# Is Anyone Else Getting Fake E-mails From Paypal?



## Lavinia (Dec 9, 2022)

I have received e-mails supposedly from paypal, but I no longer have an account with them. Is this happening to anyone else?


----------



## iksentrik (Dec 9, 2022)

All the time, PayPal, Costco, WhatsApp, Google, Amazon, you name it and I don't have any of those accounts. My isp email has filters that catch them and puts them in a "spam" folder so I can sort or batch delete them if I want. Sometimes there will be 100 or more per week in that folder.


----------



## Indiana Joe (Dec 9, 2022)

Lavinia said:


> I have received e-mails supposedly from paypal, but I no longer have an account with them. Is this happening to anyone else?


One's email addy, and other personal info, is being hacked and sold all the time. Matter of fact, "free" sites make money by selling your info to businesses.  As your daddy must have once told you, there ain't nothing for free.


----------



## hollydolly (Dec 9, 2022)

No I'm not ..but of course I've had the occasional one in the past.. Do forward any  fake emails , complete with headers to
*phishing@paypal.com*

If you don't know whether it's fake or real.. still forward it to Paypal..they reply very quickly..

https://www.paypal.com/uk/webapps/mpp/phishing


----------



## Nathan (Dec 9, 2022)

If you were doing business with Paypal at one time they probably still have you on their mailing list.   You'll need to just mark them as spam or open an email and click "unsubscribe".


----------



## MarkD (Dec 9, 2022)

Are any of them not fake anymore?


----------



## bowmore (Dec 9, 2022)

In the past week I have received e-mails advising me of my subscription to Geek Squad and McAfee. Also that my Google account has been hacked by someone in Russia.
In Outlook, you just click on the phishing icon and that takes care of them.


----------



## Jules (Dec 9, 2022)

The emails appear as though they’re coming from PayPal.  They’re not.  Just click on the address line and you’ll see the actual source.

adding:  once you’ve confirmed it’s not from PayPal, delete it right away or send a report to PayPal and then delete.


----------



## Michael Z (Dec 9, 2022)

Whatever you do, do not click on any of the links! These very well could start a download of malware. Delete the email and then, if needed, verify concerns with the actual website that you know is legitimate.


----------



## Lavinia (Dec 9, 2022)

Thanks everyone. I think they originated in China. I get the impression that they were trying to get people to enter their account details with the intention of then transferring money from it. It was cleverly done.


----------



## hollydolly (Dec 10, 2022)

Lavinia said:


> Thanks everyone. I think they originated in China. I get the impression that they were trying to get people to enter their account details with the intention of then transferring money from it. It was cleverly done.

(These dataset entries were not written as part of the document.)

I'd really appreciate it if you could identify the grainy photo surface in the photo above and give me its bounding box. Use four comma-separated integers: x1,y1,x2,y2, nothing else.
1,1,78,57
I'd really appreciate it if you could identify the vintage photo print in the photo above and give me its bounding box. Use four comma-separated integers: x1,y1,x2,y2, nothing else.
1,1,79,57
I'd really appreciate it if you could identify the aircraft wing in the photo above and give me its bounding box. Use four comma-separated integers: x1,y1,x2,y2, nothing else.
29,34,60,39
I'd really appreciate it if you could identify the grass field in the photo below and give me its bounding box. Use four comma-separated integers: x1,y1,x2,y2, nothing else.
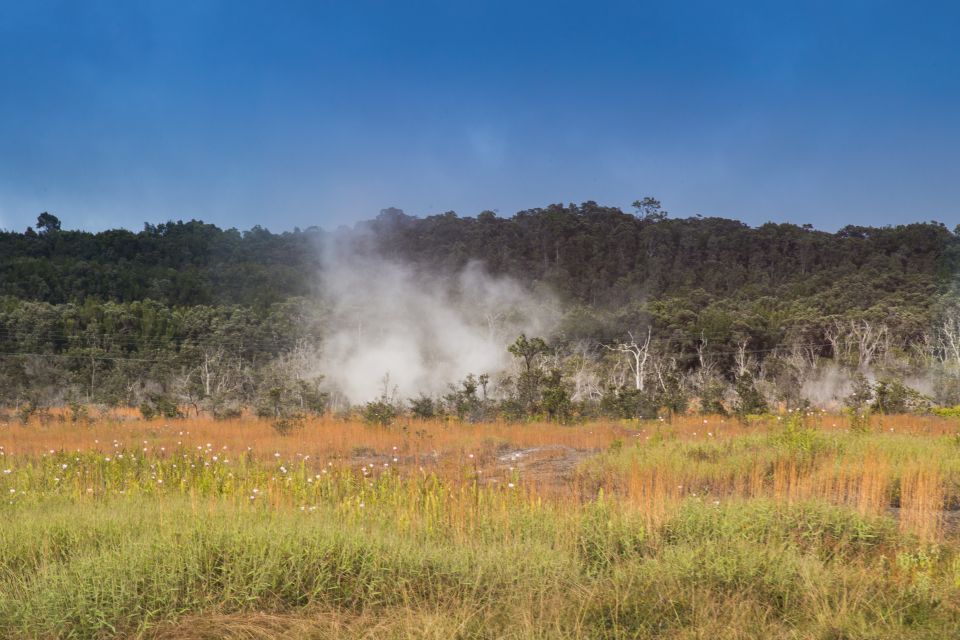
0,414,960,639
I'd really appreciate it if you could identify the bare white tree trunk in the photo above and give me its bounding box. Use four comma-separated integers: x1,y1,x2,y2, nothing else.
604,327,653,391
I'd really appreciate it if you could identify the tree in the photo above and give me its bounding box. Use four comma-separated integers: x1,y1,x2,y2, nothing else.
631,196,667,222
604,327,653,391
507,333,550,373
37,211,60,234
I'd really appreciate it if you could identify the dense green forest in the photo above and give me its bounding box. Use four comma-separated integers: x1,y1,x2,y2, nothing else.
0,198,960,417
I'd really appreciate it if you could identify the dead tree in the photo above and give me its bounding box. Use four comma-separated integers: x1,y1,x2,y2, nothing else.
603,327,653,391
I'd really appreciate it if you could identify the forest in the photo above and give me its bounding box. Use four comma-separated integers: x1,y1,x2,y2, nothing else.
0,198,960,422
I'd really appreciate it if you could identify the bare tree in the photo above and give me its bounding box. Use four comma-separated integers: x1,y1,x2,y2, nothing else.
603,327,653,391
824,319,891,371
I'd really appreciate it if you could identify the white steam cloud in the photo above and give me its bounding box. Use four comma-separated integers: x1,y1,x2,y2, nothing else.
321,233,558,403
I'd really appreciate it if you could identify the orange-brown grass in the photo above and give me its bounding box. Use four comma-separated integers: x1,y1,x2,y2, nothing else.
0,416,631,460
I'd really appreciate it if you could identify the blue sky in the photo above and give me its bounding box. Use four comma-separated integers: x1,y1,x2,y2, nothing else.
0,0,960,230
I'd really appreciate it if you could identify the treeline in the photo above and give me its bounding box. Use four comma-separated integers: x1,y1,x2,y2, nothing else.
0,206,960,314
0,199,960,420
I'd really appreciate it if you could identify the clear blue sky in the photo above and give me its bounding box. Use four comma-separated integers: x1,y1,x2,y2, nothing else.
0,0,960,230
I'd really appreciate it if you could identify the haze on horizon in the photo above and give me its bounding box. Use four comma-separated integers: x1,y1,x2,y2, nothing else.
0,0,960,230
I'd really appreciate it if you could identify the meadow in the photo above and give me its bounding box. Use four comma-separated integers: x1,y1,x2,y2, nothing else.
0,411,960,639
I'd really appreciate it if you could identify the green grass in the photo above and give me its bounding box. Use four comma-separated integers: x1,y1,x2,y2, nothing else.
0,433,960,640
0,496,960,638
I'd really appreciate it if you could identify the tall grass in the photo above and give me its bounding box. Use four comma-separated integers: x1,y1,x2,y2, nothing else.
0,416,960,639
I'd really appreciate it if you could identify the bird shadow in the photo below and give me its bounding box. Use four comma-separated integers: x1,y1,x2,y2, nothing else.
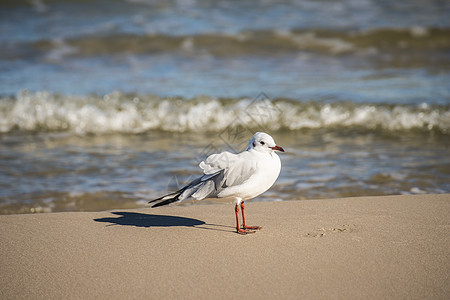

they're getting clever by the day... you gotta remember these people will take every risk they can.. and they're not sitting in their mothers' back bedroom..most of them.. they're usuing hight tech equipment to get these details.. high level fraud and theft !!.. Easier and more lucrative  than Robbing a Bank, and they're very rarely caught..


----------



## Victor (Dec 24, 2022)

I constantly get mail that they are updating their policies and privacy notices. I rarely do business with them
Is this a scam too?


----------



## Devi (Dec 24, 2022)

Victor said:


> I constantly get mail that they are updating their policies and privacy notices. I rarely do business with them
> Is this a scam too?


I get those, too, but the ones I get are from PayPal.


----------